The scout fired again, picking, as he had before, a target in the second rank. The arrow gashed two ogres before shattering against the mountainside. This time, Tavis had plenty of time to watch his targets collapse, for those who had not been wounded finally understood the strategy of his glancing shots and were scrambling to open some space between themselves. The poison did not drop the wounded ogres immediately, for they had received only minute doses as the tip grazed them. Still, the toxin was powerful. Their knees began to wobble, then abruptly buckled, and both dropped in the same instant-one knocking the teetering warrior over the cliff.
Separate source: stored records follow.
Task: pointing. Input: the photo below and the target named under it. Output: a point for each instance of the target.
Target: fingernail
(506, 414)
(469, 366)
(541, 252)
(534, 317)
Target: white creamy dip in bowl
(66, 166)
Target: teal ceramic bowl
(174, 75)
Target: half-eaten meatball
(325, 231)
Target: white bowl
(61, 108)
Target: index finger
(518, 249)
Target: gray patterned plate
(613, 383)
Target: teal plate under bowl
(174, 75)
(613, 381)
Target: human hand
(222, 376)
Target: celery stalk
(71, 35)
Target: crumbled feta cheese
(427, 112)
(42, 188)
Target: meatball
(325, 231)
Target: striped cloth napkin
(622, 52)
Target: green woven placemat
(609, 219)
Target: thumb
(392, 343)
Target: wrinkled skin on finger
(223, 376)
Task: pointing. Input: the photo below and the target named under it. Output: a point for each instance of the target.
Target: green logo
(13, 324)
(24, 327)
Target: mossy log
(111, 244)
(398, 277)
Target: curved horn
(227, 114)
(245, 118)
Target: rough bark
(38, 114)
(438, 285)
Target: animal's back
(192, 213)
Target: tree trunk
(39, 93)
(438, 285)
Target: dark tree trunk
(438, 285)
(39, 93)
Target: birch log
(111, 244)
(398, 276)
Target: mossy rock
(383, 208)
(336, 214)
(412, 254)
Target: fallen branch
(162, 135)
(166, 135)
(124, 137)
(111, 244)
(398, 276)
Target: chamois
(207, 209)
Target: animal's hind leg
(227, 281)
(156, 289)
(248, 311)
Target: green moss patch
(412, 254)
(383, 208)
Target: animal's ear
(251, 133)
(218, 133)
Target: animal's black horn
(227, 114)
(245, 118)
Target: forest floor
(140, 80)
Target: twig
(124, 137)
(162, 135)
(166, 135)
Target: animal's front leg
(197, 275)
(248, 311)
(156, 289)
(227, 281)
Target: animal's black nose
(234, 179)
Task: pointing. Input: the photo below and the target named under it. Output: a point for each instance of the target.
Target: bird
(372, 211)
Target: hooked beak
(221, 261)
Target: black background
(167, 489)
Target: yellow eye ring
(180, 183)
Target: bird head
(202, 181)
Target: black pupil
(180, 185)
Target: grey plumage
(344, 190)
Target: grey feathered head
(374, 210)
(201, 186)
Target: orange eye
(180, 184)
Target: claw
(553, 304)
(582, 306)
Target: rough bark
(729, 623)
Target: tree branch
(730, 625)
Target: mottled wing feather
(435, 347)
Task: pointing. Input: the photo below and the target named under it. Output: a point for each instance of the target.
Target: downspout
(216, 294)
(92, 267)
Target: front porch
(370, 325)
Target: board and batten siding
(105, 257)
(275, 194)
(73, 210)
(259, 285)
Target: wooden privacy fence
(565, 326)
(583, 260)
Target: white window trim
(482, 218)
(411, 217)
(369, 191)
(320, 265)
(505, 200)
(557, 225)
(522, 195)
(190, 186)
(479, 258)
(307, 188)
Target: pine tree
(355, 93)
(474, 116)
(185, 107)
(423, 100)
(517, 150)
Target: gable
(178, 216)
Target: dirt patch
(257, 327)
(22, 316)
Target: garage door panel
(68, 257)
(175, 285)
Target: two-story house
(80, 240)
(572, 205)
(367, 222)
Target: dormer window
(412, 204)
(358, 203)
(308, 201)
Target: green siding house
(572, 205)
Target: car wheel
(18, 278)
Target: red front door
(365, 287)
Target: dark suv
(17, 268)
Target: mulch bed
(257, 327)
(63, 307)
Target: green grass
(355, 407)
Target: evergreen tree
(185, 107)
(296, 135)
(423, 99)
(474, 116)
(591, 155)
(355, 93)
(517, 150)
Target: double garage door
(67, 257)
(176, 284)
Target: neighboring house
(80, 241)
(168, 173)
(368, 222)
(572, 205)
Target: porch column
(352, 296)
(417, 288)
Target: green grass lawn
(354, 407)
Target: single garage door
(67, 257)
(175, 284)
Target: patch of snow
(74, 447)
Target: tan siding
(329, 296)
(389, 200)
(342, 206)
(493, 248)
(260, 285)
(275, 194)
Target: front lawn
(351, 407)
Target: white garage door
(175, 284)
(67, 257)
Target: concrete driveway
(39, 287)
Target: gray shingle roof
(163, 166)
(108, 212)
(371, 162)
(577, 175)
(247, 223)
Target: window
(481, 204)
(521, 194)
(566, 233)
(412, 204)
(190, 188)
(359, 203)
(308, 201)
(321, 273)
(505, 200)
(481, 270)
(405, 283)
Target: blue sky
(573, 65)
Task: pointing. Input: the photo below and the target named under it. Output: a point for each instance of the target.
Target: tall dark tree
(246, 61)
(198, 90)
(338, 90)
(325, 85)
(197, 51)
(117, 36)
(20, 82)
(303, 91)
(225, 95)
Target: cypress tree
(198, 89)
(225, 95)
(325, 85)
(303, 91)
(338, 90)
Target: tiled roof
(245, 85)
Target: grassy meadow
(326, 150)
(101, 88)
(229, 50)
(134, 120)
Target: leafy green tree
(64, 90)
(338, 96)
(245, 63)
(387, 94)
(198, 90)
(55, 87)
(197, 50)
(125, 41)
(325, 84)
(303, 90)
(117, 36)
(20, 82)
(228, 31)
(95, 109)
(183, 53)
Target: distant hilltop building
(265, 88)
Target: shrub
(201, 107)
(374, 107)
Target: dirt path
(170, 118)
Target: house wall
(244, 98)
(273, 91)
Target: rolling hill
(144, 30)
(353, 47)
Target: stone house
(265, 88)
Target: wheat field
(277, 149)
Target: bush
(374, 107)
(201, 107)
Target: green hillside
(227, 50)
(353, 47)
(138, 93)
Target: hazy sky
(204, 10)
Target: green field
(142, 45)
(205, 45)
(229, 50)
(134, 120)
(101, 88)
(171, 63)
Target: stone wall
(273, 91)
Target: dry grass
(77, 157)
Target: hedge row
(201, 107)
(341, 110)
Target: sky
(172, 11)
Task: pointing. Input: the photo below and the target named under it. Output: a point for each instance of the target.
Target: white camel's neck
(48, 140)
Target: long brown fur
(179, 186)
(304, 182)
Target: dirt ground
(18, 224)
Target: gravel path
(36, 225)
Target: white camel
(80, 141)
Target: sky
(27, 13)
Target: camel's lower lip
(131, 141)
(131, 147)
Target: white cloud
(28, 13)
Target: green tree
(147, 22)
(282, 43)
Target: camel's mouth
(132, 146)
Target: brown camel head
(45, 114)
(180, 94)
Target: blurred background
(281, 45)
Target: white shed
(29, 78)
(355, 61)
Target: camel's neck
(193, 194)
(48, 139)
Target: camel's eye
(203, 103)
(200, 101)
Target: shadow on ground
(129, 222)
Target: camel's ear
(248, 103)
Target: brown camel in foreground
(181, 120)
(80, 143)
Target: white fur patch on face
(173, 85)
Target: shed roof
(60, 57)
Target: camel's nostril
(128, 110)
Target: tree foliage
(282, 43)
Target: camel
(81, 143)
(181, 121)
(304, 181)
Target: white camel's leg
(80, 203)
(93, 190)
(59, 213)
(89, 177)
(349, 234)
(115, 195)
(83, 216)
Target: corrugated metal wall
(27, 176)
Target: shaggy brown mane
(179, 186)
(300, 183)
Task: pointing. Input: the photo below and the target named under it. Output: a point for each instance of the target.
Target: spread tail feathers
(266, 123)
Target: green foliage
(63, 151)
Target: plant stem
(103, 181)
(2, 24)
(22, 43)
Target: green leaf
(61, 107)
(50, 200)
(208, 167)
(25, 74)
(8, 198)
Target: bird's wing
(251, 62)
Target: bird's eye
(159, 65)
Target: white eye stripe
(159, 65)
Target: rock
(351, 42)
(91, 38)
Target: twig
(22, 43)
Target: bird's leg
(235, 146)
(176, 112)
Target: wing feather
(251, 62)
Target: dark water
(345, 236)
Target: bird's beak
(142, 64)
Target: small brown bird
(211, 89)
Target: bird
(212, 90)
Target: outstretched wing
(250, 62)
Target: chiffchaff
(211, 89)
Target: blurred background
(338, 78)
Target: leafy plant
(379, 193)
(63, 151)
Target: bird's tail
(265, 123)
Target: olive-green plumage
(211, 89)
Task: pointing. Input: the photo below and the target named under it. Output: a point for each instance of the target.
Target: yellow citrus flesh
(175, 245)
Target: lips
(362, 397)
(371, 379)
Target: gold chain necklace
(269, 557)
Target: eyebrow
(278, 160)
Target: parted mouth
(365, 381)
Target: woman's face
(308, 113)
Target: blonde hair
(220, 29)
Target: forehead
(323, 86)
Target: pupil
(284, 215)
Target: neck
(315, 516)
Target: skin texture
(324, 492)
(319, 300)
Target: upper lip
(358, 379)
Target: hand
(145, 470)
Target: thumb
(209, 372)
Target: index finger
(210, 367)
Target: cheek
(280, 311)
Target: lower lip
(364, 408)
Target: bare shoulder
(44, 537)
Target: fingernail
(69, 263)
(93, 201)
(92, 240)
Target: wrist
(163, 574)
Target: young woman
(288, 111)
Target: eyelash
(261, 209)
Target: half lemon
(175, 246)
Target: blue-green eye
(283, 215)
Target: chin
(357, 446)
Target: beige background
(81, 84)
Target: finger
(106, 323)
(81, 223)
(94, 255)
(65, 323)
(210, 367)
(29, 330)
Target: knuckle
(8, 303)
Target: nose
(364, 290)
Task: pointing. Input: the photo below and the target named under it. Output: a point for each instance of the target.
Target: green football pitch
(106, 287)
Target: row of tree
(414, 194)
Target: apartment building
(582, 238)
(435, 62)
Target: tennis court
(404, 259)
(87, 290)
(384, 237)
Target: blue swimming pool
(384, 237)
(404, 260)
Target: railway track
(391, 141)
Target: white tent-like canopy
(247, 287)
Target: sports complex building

The five uninjured warriors kneeled at the edge of the precipice, arrows nocked and ready. They seemed content to hold their fire as long as their quarry made no move to escape. The ogres had no reason to press the attack: reinforcements would arrive soon enough.

Tavis fired another arrow. He waited long enough to see his target drop flat and narrowly escape death, then the scout ducked back behind his spruce trunk. Four ogre shafts answered his attack, two of them passing so close they peeled the bark from his cover. The arrows had not even planted themselves in the ground before Tavis was sprinting from his stand of trees.

"This way!" He leaped over the fallen wolf and dodged toward the stream where Morten had taken cover, motioning for Brianna and Avner to follow him.

The ogres' bowstrings snapped, and the scout threw himself headlong into the water. After splashing into the middle of the icy stream, he climbed to Morten's side and peered over the bank. Along with Avner and Earl Dobbin, Brianna was still hiding in a stand of trees with the hill giant.

Tavis nocked an arrow. "I'll cover you!" be yelled. "Hurry! We've got to get out of here!"

Avner stepped from his hiding place to obey Tavis, and the ogres drew their bowstrings back to fire. Then the hill giant's long arm lashed out and snatched the boy up.